- Born: April 23, 1918 Huntingdon, Pennsylvania
- Died: March 1, 2013 (aged 94) Cleveland, Ohio
- Known for: Jewelry design, goldsmithing

= John Paul Miller =

American jewellery designer and goldsmith

John Paul Miller (April 23, 1918, Huntingdon, Pennsylvania – March 1, 2013, Cleveland, Ohio) was an American jewellery designer and goldsmith, who also produced films, photographs and paintings. Stephen Harrison, decorative arts curator at the Cleveland Museum of Art, compares Miller's work with that of René Lalique and Louis Comfort Tiffany.

== Biography ==

Miller's mother died when he was two, after which his family moved to Cleveland, where he attended Hough Elementary School and later Shaker Heights High School. He then enrolled in classes at the Cleveland Museum of Art following this with courses at the Cleveland School of Art where he studied enameling with Kenneth F. Bates (1904–1994). In 1936, he enrolled in the Cleveland School of Art's industrial design program.

Inspired by the silver jewellery of another student, Frederick A. Miller, John Paul set out to learn the techniques demanded by working with silver. He soon started creating rings and brooches using classical music and the natural world as inspiration. Some of his teachers greatly influenced his work: Paul Travis, Walter Sinz, Carl Gaertner and Viktor Schreckengost. John Paul later shared a studio and home with Fred Miller, his wife Mary and two children. After the death of Mary Miller in 1998 and Fred Miller in 2000, John Paul Miller continued living in the house, located south of Cleveland.

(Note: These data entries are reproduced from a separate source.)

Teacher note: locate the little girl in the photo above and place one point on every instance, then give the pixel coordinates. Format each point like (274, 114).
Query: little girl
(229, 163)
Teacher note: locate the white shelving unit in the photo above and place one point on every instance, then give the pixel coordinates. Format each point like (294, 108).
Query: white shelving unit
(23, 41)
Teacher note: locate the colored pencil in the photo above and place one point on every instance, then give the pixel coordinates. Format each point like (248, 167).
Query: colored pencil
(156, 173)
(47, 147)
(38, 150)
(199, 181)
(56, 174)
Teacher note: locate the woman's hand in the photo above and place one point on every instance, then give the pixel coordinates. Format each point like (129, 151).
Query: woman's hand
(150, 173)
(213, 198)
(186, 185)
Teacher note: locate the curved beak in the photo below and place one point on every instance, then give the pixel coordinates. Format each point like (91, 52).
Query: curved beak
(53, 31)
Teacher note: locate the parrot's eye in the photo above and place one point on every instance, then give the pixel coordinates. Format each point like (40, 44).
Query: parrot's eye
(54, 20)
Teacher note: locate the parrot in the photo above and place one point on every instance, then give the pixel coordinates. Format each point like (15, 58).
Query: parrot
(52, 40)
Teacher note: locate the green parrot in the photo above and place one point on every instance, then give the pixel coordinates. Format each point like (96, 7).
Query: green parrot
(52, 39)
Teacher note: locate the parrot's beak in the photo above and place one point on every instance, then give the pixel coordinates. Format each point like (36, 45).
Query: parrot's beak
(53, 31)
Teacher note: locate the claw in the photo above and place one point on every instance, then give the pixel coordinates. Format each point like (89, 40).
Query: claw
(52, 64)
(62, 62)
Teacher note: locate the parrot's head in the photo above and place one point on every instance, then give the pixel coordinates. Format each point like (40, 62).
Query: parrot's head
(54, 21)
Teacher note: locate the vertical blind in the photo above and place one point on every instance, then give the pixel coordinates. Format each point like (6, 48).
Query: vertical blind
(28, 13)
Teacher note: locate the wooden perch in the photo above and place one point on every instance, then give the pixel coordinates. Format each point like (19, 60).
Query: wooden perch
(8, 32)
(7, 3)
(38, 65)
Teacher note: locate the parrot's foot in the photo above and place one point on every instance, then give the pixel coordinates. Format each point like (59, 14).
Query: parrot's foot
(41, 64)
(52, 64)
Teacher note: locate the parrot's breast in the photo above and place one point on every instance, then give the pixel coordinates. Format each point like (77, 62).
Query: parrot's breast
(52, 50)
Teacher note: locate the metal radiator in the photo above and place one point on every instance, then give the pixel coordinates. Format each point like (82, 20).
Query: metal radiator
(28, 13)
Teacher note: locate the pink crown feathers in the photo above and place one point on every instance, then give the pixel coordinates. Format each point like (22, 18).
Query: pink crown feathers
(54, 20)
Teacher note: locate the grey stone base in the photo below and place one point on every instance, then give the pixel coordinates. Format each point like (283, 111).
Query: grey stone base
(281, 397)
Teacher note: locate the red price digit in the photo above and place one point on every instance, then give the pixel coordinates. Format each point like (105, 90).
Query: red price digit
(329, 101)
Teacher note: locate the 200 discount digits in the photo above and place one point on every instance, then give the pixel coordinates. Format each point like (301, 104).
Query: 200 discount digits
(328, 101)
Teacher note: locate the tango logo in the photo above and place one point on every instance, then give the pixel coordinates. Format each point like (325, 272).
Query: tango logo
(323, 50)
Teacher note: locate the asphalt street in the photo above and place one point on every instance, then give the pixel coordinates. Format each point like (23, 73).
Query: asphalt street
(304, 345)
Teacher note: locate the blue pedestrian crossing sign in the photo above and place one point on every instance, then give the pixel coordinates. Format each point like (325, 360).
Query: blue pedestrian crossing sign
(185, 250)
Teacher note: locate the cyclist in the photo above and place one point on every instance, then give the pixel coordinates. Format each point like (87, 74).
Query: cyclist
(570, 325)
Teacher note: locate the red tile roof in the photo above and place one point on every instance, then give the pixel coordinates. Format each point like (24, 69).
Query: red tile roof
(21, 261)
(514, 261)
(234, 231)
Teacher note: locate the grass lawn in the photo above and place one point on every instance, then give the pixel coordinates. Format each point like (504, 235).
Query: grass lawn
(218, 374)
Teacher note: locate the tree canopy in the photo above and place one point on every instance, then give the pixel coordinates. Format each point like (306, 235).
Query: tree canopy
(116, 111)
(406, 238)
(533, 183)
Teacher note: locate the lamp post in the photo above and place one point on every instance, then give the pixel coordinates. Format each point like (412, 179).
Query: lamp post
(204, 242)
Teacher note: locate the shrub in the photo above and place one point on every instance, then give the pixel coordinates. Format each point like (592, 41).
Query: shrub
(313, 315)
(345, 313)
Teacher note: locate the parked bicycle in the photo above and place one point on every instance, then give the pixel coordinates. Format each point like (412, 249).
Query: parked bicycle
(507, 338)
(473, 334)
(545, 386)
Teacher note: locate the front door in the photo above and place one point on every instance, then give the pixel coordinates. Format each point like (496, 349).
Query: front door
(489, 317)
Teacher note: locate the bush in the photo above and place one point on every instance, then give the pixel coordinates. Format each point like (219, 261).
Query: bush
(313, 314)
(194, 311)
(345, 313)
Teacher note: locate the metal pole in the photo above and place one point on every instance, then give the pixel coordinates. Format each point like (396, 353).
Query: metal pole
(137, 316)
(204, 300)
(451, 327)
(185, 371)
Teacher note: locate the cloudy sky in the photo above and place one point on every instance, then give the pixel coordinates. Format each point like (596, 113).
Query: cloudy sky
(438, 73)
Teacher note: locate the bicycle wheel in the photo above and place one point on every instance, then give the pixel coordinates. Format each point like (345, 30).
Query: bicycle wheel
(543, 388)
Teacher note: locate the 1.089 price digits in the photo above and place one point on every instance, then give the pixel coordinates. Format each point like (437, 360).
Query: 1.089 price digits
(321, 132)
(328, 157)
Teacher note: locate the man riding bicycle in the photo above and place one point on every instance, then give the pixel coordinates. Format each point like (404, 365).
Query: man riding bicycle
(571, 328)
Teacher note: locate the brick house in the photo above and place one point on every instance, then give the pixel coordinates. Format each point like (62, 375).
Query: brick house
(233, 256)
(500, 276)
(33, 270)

On his graduation in 1940, John Paul taught at the Cleveland School of Art for a year. His tour of duty with the Army at Fort Knox in Kentucky found him illustrating manuals on tank tactics. Shortly after resuming his position at the school in 1946, he discovered a document by an archaeologist at the American Academy in Rome on the ancient technique of granulation, a process which involves fixing minute gold beads to a gold surface without using any form of solder, thereby creating a finely textured coruscating surface. The paper was sufficient to guide Miller in the right direction - gold in the presence of copper lowers the melting point of both metals. By allowing copper to oxidise on the surface of gold globules, Miller rediscovered the ancient process making possible the fashioning of intricate designs.

Cehalopod pendant 1985-86, gold and enamel

His work drew great attention at the Designer Craftsman U.S.A. show of 1953, displays at the Art Institute of Chicago in 1957, New York’s Museum of Contemporary Crafts in 1964, international acclaim at the Brussels World's Fair, the Objects: USA traveling exhibition of 1969-1972, the Museum Bellerive in Zurich (1971), the Vatican Exhibition of American Crafts, and the Great Jewelry of the Ages exhibition at the Victoria and Albert Museum in London.

His work is on permanent display at the Cleveland Museum of Art, the Renwick Gallery of the Smithsonian Institution, the Museum of Contemporary Crafts in New York City, the Minnesota Museum of American Art in St. Paul, Vassar College, Yale University, and the Fleischman Collection. Despite all this exposure, fame arrived belatedly for Miller at 92 years of age, when curator Stephen Harrison arranged a 2010 retrospective of his work at the Cleveland Museum of Art.

At once an artist, teacher, and craftsman, John Paul Miller personifies a lifetime of creative expression. The Cleveland Museum of Art celebrates this living legend and master goldsmith in an exhibition installation of more than 50 of his incredible works, including sketchbooks and drawings, spanning nearly 60 years of his illustrious career. His two greatest passions—music and art—seemingly converge in work that moves from poetic forms to intensely intricate compositions. His earliest creations are lyrically simple, biomorphic forms characteristic of the modern era. Miller's fascination with technique and process emerged in his groundbreaking rediscovery in the early 1950s of granulation, an ancient, yet forgotten, way of fusing tiny gold beads to a gold surface without solder. The fleeting creatures of earth, sea, and sky—snails, squids, crabs, moths, and flies—became his muse, inspiring a complicated palette of seductive enamels and textured forms. Historical reference and modern abstraction also infuse his designs, bringing together that which he saw and that which he imagined to form a body of work full of curiosity and self-expression.
— Cleveland Museum of Art

Miller was an experienced hiker and outdoorsman who enjoyed hiking trips in the Rocky Mountains and the Tetons.

== Awards ==

In 1961, Miller was awarded the first Cleveland Arts Prize in the visual arts. That same year, his work was shown at an international exhibition at London’s Goldsmiths' Hall.
In 1994, the American Craft Council awarded him their gold medal.